Seed Priming Enhanced ZmSOD4, ZmAPX2, ZmCAT2, and ZmGR Expression in Response to Chilling Stress
The ZmSOD4 expression of NP+Cn increased and got the highest level at 48 h, which was about six-fold higher than NP+CS (Figure 5A). At the end of seed priming, SA+H2O2+CS, H2O2+CS, and HP+CS significantly enhanced ZmSOD4 expression compared to NP+Cn and NP+CS, and the higher ZmSOD4 level was recorded in SA+H2O2. At 48 h, ZmSOD4 expression in primed seeds increased fleetly, and SA+H2O2 had significantly higher ZmSOD4 level than other treatments during seed germination except 6 and 24 h.
FIGURE 5. Seed priming enhanced ZmSOD4 (A), ZmAPX2 (B), ZmCAT2 (C), and ZmGR (D) expression in response to chilling stress. Seed embryos were collected, respectively, at 0, 6, 24, 48, and 72 h after sowing, and six replications for each treatment at each sampling time were used. Different small letter(s) on the top of the bars indicated significant differences (p < 0.05, LSD) among treatments at the same time. Error bars indicated ± SE of mean (n = 6). For additional explanations, please see Table 1.
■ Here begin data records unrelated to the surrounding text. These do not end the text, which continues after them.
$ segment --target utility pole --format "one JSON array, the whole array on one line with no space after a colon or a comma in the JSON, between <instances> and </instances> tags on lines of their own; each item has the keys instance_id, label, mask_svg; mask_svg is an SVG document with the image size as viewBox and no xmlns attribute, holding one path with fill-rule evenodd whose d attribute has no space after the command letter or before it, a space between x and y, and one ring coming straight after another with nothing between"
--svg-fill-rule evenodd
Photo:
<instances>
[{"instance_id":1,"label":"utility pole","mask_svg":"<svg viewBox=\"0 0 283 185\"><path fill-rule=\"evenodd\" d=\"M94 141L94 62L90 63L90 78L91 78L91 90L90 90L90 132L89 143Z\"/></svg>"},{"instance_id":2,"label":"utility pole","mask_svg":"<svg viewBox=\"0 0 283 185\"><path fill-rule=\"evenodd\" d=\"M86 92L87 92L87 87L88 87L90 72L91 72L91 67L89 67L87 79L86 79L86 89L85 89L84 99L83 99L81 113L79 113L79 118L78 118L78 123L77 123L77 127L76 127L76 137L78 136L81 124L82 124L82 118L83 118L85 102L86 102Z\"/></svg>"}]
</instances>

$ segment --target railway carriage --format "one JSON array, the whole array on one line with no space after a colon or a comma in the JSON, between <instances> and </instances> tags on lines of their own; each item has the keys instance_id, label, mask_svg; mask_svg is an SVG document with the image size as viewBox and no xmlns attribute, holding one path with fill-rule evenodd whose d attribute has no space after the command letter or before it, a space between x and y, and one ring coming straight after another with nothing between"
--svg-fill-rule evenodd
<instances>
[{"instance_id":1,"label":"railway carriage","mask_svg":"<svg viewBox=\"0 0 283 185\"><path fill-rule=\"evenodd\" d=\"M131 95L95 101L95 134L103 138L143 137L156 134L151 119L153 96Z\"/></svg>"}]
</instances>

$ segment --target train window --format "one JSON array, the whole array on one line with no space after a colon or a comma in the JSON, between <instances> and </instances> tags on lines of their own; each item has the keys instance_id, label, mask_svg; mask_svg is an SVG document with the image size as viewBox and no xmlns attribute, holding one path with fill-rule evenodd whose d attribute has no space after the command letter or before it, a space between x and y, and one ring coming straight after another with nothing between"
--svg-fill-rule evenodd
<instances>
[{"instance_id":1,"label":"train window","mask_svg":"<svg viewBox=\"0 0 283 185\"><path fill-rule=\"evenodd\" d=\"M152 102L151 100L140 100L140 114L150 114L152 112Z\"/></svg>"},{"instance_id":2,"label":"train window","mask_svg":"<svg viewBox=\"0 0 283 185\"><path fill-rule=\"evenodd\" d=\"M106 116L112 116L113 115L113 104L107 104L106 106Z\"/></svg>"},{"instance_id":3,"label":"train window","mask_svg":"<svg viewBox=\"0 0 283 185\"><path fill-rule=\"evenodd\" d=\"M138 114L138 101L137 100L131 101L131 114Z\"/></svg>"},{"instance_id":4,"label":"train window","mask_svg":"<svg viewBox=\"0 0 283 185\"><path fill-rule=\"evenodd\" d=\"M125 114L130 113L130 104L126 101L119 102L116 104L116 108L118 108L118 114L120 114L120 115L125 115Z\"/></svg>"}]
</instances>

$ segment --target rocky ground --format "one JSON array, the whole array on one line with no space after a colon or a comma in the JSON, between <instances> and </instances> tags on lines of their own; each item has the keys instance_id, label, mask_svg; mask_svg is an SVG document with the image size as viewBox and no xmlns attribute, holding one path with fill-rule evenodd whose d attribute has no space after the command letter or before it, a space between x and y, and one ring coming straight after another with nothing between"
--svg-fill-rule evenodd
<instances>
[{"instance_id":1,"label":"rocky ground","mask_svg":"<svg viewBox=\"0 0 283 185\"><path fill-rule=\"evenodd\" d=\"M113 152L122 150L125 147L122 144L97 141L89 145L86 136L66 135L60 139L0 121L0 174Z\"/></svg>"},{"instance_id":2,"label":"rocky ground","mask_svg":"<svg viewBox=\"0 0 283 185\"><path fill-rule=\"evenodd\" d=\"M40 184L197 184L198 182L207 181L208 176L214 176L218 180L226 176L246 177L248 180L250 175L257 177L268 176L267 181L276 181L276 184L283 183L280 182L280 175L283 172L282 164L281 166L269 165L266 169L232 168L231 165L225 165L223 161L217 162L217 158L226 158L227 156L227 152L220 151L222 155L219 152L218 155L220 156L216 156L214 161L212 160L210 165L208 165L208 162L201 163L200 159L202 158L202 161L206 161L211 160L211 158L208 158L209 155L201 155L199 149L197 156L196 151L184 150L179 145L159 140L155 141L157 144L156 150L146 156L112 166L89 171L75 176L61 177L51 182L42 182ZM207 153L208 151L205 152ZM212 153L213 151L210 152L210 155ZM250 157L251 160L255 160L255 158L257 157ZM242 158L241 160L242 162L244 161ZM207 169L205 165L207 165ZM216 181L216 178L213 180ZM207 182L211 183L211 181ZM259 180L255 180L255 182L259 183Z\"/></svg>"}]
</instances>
The expressions of ZmCAT2 and ZmAPX2 in NP+Cn and NP+CS remained at low levels during seed germination after sowing; however, sudden increases happened in NP+Cn at 24 h, which were notably higher than those in NP+CS and priming treatments (Figures 5B,C). All four priming treatments improved ZmCAT2 and ZmAPX2 expression compared with NP+Cn and NP+CS at 0 h, of which SA+H2O2+CS kept the higher levels during seed imbibition than other priming treatments.
The ZmGR expression of NP+Cn increased from 0 to 24 h after sowing, and the highest expression were recorded at 24 h in NP+Cn which was about 14-fold higher than NP+CS (Figure 5D). At the end of seed priming, the expression levels of ZmGR were significantly up-regulated, of which SA+H2O2 had the highest ZmGR level (32-fold higher than NP+CS) among the four priming treatments (Figure 5D, 0 h). In addition, ZmGR expression in SA+H2O2+CS was visibly higher than other three priming treatments from 0 to 24 h after sowing.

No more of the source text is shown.